The other is a GibbsCAM’s automation feature, the Hole Wizard within Hole Manager. “Hole Manager automatically defines all the holes, groups them, and tells you what tools to use. I click on a part, and it fills out a chart with the different hole sizes and number of holes of each size. Hole Wizard opens a dialog that asks if you want drill, ream, or tap. It guides you through hole selection, tool selection or creation, and all the parameters you need to program the holes. I use it a lot for parts on the Integrex.”
It was the automation features that interested Mullins for his abrasive-tool production.
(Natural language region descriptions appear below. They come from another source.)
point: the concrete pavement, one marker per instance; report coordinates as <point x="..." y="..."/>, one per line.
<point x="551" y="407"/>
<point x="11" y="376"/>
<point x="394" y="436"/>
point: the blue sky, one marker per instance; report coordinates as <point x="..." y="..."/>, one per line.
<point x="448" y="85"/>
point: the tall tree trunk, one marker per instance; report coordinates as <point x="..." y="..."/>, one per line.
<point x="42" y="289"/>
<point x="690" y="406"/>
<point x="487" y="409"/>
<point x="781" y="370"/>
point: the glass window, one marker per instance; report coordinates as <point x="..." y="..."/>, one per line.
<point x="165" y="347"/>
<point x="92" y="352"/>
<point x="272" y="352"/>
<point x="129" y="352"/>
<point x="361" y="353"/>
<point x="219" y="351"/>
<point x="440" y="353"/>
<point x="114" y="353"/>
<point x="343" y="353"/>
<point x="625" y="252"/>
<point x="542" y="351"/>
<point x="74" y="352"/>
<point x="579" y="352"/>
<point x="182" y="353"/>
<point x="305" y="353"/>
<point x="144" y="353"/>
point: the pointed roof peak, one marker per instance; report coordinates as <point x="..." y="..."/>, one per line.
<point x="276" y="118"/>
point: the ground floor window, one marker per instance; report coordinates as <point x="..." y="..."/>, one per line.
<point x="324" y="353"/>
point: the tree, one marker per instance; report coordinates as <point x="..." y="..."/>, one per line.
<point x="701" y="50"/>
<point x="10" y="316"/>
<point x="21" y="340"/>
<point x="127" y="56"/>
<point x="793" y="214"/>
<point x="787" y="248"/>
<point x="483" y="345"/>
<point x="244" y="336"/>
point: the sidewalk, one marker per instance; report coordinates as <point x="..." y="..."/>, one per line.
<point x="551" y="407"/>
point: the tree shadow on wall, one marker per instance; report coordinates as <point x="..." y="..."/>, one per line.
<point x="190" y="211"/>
To that end, he asked Gibbs and Associates if they would create a plug-in to automate Integrex programming. “They wrote a custom plug-in for us, and now it takes about 15 minutes to write a program to machine a whole tool on the Integrex, no matter the number of grooves. That’s a huge reduction from an hour and a half—83%,” says Mullins. “All we have to do to program parts is enter variables into the plug-in—number of flutes, length, rotation, depth-ofcut, left or right-hand helix, taper rate over the length—and the plug-in generates a program for the Mazak. That’s all. It’s really easy, and automatic.”
“We came up with another idea recently,” Mullins says. “We started transferring another group of parts to the Integrex, but with these, the grooves don’t start at the end of the part, at the part zero, but at some distance from it. We needed to enter another variable, an offset from the part zero, but wanted to keep programs as they were because we could use the same toolpath, but with an offset from the end. The default offset would be zero, but we could check a box for ‘offset on,’ enter a dimension, and go. I sent an e-mail to the Gibbs programmer, and he sent me a new plug-in in under a week. The support is fantastic.”
Mullins’ group now makes parts in a single setup. The subspindle is used strictly for holding concentricity. Their “special-purpose” Integrex has a single upper turret, but an 80-tool ATC to further reduce setup. “We can keep all the tools on the machine, which works well with GibbsCAM, because we can define all our tools and keep the tool numbers in the automatically generated programs correctly synchronized with the toolchanger,” Mullins says.
The Integrex will eliminate use of two machine tools when all the parts are transferred, saving about 10% of cutting time and eliminating setup on one machine. “Part changeover takes up to 45 minutes because of tooling, which is why I got the 80-tool changer,” says Mullins. “Now it takes 15 minutes to set up the part and the program. Our savings from the GibbsCAM plug-in is over an hour per program for the Integrex. With between 300 and 400 programs, that’s a lot of time saved. Then add the savings from eliminated errors.”
Going forward, Mullins says they may start using GibbsCAM MTM to program other parts for the Integrex, but for now, the parts outside the HPH and CGT line are simple enough to program on Mazatrol.
Paul Nanney, on the other hand, says that he wants to be prepared for the possibility of bringing some outsourced work back into Sunnen. “With the experience we have gained and expect to gain using GibbsCAM to drive the Milltronics machining centers and the Mazak lathes and MTMs, we should be prepared for that.”